[lbo-talk] Israel/Palestine: A little bit of anarchy won't hurt

Chuck0 chuck at mutualaid.org
Thu Jan 1 22:33:14 PST 2004


A little bit of anarchy won't hurt

By Meron Benvenisti

The incident in which soldiers fired at demonstrators got immense media coverage. One detail however - marginal but symbolic - did not get the proper attention: the identity of the group of demonstrators, called "Anarchists Against the Fence."

Apparently the demonstration was not aimed only against the fence, which makes the lives of hundreds of thousands of Palestinians a misery, but was also an ideological defiance of those who belong to the anarchist stream towards the very concept of the Israeli state and the sanctity of its laws.
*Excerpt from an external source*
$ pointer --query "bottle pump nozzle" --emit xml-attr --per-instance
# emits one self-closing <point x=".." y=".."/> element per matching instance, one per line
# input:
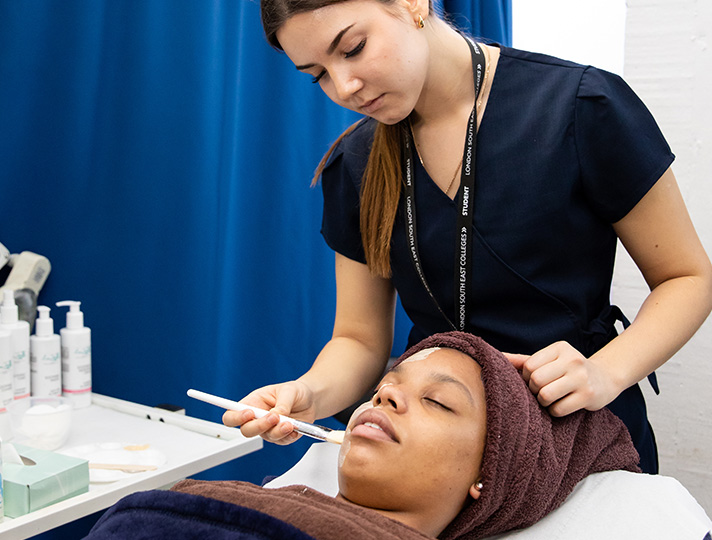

There is no need to overestimate the importance of this group, which represents a marginal left-wing stream, with almost no influence. But one should also not underestimate the ideological and intellectual challenge that anarchists set before a society that attributes to the "Jewish state" an absolute, sacred value, and worships "laws" as though they embody, by their very legislation, supreme moral and social values. There is no democratic state in the world in which statism and submission to the law are the main principles of faith, as they are in Israel.

Anarchism is not a rude word for law breakers but an ancient and glorious social philosophy, advocating that justice and equality will be achieved by canceling the state and replacing it with voluntary arrangements among people. It also says social harmony will not be achieved by surrendering and obeying the orders of the state, for it is a bullying instrument of control in the hands of minority ethnic and class groups.

Anarchism, or "constructive socialism," was a term in the foundation of the cooperative, as opposed to the Marxist stream of the kibbutz, and therefore has a place in the history of the Zionist enterprise. The ideology of the kibbutz, as a voluntary social cell that will aspire to replace the alienated, coercive state, was frontally attacked by David Ben-Gurion, who raised the "statism" banner, and since then "the state" has become Israel's secular religion.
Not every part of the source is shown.